Collins got the Jayhawks started with a couple of nifty assists that led to dunks and closed it out with a 3-pointer from the wing and three free throws, combining with Marcus Morris to score 12 of Kansas’ final 14 points.
In between, the Jayhawks watched Baylor hit one difficult shot after another, lingering close to the lead and never backing down. Kansas eventually wore down the Bears after getting their front line in foul trouble, eking out their 53rd straight win at Allen Fieldhouse.
Morris finished with 22 points and Xavier Henry added 12 points and had seven of the Jayhawks’ 15 steals.
“That was a great game,” Self said. “Both teams played really well.”
Baylor (14-3, 2-2) shrugged off Kansas’ aggressive defense, hitting 10 3-pointers and 25 of 48 shots overall to become the first team in 92 games to shoot over 50 percent against the Jayhawks. LaceDarius Dunn hit five from long range—most of them well-guarded—on his way to 27 points. Tweety Carter added 17 points on equally difficult shots.
It still wasn’t enough to keep the Bears from losing their eighth straight conference road game. The Big 12’s best rebounding team allowed Kansas to grab 14 offensive rebounds—four by Morris—that led to 18 second-chance points. Baylor also had 20 turnovers.
“They were the better team tonight and they showed it,” said Carter, who had seven assists.
Baylor had never won in eight previous trips to Allen Fieldhouse, so coach Scott Drew tried the unique approach of taking his team off the court just before tip-off to avoid the jet-engine noise that fills the gym before every game.
Even if it irritated the Jayhawks, the ploy seemed to work.
Never rattled, the Bears answered nearly every Kansas run with one of their own.
The teams were separated by no more than five points for the first 28 minutes, then Kansas went on a 14-2 run to go up 60-50, appearing ready to pull away. Baylor still wouldn’t back down, using a 10-0 run—capped by Anthony Jones’ dunk over Cole Aldrich—to tie it at 65-all with just more than three minutes left.
Kansas went up four, but Dunn had an answer for that, too, weaving his way past three Jayhawks to drop in a short jumper.
Collins—who else?—put an end to the upset bid.
The senior, as he has throughout his career in Lawrence, came up with the biggest shot of the game, dropping in a 3-pointer with 1:13 left. Kansas then closed it out at the free throw line, shooting 7 of 8 in the final 54 seconds to win for the 15th time in 17 games against Baylor.
“I’m glad he’ll be gone after this year,” Drew said. “All his career he’s made big plays and tonight he hit that big 3. He’s so tough to guard.”
So was Dunn—and he almost pulled the Bears through.

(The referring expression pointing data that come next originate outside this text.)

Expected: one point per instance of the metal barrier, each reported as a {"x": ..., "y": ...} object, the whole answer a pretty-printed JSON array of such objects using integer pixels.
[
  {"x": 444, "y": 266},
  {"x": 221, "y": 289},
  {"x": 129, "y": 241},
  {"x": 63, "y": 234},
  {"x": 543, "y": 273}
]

Self started Brady Morningstar over Tyshawn Taylor so he could chase Baylor’s leading scorer. It was strength on strength, the Jayhawks’ best perimeter defender against one of the most fearless shooters in the nation.
Dunn didn’t care how close Morningstar was, uncorking his quick jumper chest-to-chest, on the run, even with Morningstar jabbing him in the face. He made three 3-pointers in the first 11 minutes, but Morningstar won his share of battles, stripping Dunn of the ball before he could go up three times in one span.
Dunn hit all four of his 3-pointers in the first half for 12 points and kept firing against Morningstar and later Taylor, going 5 of 8 from long range.
“I thought we played great defense on him and he still scored 27,” Self said. “They are the best shot-making team in the league, by far.”